First things first. You bet there's a Wikipedia entry for Ball Park Franks, which, sure enough, discloses:
A Detroit, MI meat-packing company called Hygrade Food Products won a competition in 1959 to be the exclusive supplier of hot dogs to the Detroit Tigers stadium. It was from this venue that Ball Park Franks gained notoriety and became a mainstay in American pop-culture.Whoever dubbed the dog, it happened in Motown, and for the greater glory of old Briggs Field, the House Al Kaline Built.

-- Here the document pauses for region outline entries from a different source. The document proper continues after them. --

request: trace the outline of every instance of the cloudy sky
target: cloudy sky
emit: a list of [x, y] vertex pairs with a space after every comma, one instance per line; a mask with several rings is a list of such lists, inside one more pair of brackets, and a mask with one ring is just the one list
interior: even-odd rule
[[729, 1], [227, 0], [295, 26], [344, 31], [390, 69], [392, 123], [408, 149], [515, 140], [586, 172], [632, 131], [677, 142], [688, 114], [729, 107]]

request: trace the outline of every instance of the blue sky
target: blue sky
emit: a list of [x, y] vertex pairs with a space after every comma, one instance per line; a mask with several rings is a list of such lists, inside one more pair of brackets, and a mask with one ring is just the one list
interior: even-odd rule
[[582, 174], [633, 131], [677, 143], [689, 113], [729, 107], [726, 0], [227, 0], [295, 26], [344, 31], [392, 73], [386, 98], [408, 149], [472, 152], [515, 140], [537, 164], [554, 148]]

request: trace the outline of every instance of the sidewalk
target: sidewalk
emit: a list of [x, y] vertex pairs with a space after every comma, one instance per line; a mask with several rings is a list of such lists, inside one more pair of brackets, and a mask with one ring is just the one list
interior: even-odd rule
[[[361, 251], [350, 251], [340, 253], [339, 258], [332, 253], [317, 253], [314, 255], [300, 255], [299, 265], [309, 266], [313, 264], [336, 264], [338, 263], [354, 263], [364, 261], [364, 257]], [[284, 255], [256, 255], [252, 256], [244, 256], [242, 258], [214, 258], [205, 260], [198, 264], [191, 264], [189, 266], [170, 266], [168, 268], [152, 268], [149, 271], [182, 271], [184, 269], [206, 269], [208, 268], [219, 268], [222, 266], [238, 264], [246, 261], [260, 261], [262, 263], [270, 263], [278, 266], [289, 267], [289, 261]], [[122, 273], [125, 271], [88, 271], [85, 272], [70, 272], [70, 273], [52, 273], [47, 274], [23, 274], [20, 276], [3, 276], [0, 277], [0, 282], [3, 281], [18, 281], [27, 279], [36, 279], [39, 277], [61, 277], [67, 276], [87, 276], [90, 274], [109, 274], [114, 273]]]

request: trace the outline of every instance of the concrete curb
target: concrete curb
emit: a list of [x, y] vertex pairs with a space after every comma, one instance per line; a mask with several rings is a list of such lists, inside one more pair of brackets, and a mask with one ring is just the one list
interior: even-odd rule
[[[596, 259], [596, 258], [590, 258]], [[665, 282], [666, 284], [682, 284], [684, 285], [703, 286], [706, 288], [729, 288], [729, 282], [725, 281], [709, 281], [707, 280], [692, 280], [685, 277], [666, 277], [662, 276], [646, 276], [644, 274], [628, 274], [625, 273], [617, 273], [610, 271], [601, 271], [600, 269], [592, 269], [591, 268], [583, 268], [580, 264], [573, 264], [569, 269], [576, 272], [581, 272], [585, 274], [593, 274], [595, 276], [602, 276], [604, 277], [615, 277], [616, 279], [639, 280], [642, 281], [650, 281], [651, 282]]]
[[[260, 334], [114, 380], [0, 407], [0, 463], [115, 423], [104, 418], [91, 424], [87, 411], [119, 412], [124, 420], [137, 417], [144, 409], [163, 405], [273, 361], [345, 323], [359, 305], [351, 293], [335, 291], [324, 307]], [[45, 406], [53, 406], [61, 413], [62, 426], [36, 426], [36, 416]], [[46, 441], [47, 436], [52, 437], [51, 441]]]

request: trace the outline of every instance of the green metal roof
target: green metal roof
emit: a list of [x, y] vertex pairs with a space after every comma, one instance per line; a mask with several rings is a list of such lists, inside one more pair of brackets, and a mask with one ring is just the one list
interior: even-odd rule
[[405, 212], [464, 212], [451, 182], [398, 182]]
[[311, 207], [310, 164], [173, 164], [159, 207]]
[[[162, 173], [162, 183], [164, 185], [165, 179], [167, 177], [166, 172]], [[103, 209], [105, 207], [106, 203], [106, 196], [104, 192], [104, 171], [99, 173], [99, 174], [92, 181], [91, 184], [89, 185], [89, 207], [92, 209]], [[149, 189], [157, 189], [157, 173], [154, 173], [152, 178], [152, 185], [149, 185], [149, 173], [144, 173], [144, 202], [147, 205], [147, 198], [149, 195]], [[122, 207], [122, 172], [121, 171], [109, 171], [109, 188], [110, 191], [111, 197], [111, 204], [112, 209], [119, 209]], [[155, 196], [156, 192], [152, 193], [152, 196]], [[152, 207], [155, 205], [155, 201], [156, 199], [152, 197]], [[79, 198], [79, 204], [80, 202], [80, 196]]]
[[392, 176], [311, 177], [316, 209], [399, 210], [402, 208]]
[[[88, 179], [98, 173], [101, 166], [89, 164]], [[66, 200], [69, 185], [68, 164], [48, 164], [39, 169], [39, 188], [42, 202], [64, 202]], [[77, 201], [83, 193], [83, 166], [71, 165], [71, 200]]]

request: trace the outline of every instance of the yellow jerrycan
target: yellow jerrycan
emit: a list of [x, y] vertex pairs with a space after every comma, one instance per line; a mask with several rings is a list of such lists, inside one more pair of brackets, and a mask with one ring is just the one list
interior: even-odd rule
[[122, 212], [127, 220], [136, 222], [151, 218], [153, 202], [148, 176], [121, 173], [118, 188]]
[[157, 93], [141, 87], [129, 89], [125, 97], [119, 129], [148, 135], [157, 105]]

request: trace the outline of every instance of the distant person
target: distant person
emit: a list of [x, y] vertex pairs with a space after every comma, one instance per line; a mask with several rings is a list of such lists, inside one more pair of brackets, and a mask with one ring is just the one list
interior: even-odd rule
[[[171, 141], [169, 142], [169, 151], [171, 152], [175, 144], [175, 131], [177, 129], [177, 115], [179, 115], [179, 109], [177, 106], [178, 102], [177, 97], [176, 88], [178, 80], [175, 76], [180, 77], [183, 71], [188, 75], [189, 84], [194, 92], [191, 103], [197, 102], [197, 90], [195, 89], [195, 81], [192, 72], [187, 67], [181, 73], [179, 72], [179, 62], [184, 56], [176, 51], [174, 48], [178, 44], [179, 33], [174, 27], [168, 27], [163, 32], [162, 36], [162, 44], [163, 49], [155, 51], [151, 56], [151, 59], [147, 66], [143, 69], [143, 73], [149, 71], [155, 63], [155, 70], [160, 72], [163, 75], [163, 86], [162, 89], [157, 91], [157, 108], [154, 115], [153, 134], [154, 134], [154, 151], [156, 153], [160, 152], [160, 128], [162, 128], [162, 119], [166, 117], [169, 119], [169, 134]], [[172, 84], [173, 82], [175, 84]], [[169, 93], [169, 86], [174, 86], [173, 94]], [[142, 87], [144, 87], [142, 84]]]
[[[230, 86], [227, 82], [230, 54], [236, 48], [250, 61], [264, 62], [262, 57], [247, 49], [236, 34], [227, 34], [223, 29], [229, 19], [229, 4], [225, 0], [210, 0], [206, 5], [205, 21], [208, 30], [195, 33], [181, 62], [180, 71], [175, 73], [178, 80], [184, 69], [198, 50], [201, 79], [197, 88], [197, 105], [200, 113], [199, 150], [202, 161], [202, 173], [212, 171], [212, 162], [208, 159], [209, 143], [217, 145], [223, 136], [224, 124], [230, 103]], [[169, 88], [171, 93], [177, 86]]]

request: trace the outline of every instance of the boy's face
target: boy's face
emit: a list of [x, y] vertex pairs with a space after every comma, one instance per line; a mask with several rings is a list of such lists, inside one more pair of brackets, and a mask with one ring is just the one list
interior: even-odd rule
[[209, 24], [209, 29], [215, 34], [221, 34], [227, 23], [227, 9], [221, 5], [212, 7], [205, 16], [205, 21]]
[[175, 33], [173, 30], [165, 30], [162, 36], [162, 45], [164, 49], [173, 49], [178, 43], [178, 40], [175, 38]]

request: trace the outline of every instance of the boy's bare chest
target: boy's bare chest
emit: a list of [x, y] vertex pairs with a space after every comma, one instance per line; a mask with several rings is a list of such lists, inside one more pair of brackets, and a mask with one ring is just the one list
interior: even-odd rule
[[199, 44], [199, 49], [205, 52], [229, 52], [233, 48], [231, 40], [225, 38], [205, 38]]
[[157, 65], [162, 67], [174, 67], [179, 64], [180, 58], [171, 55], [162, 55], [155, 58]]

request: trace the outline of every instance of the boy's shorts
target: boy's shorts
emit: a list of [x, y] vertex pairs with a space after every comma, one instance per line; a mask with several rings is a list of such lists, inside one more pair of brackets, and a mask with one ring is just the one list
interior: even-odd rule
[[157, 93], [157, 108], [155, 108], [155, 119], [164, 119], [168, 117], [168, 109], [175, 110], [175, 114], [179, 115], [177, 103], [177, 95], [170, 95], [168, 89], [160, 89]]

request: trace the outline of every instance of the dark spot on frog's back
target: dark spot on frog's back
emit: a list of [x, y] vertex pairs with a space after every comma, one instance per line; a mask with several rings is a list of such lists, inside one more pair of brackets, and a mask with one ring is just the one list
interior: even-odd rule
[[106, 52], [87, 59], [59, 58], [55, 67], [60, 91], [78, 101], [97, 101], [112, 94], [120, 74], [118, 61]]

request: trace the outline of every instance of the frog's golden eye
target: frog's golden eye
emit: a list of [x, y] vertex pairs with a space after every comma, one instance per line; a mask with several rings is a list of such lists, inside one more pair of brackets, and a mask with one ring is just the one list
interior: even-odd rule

But was there a newspaper strike in Detroit in 1959? Hot dog: "Time" helpfully reproduces this 1964 article:
Until 1955, Detroit had never had a newspaper strike. Since then, the city's papers have been struck so regularly that by 1959 newspaper readers were dryly referring to "Detroit's Fourth Annual Newspaper Strike." That year, in fact, there were two walkouts—after which Hearst's morning Times, weakened by the high cost of labor warfare, sold out to the evening News, and was discontinued.So maybe my favorite shaggy hot dog story is at least in the ballpark. Our great American wiener, by the way, is now cooked up by Sara Lee.
Calling some of those strikes (and thus maybe sending my dad into the hot dog-naming business) was his friend and my beloved late godfather, Louis Cook, a critic and columnist who served for many years as president of Detroit's chapter of the Newspaper Guild, the union representing reporters and photographers. Ironically enough, as "Time" noted, the 1959 walkouts spelled the end of my dad's paper. He worked at my mother's and Louis's paper, the Detroit Free Press, until his death in 1975.
I didn't know him especially well -- my parents separated when I was two -- but I'll always remember him as the gentlest of souls. And yet he evidently could be a tough critic. In 1949, the Detroit Symphony Orchestra was going through a rough patch creatively. Again, "Time" (all blessings to its on-line archivist for preserving all this Great Lakes arcana) reported,
Wrote the Detroit Times after a concert last week: "A morass of spotty mediocrity . . . the low point of the season."...Seven [musicians] called Times Critic Harvey Taylor and told him, he reported, that they had signed a paper under virtual coercion demanding that Taylor himself be barred from all future concerts. The Times front-paged the whole story.There's also a family story about DSO members getting harmonious revenge. Someone persuaded my father to perform a piano recital as orchestra members sat in the audience and then collaborated on a review published the next day that was none too flattering. I'll research that one at the next family funeral, I guess -- and may that sad day be far, far away.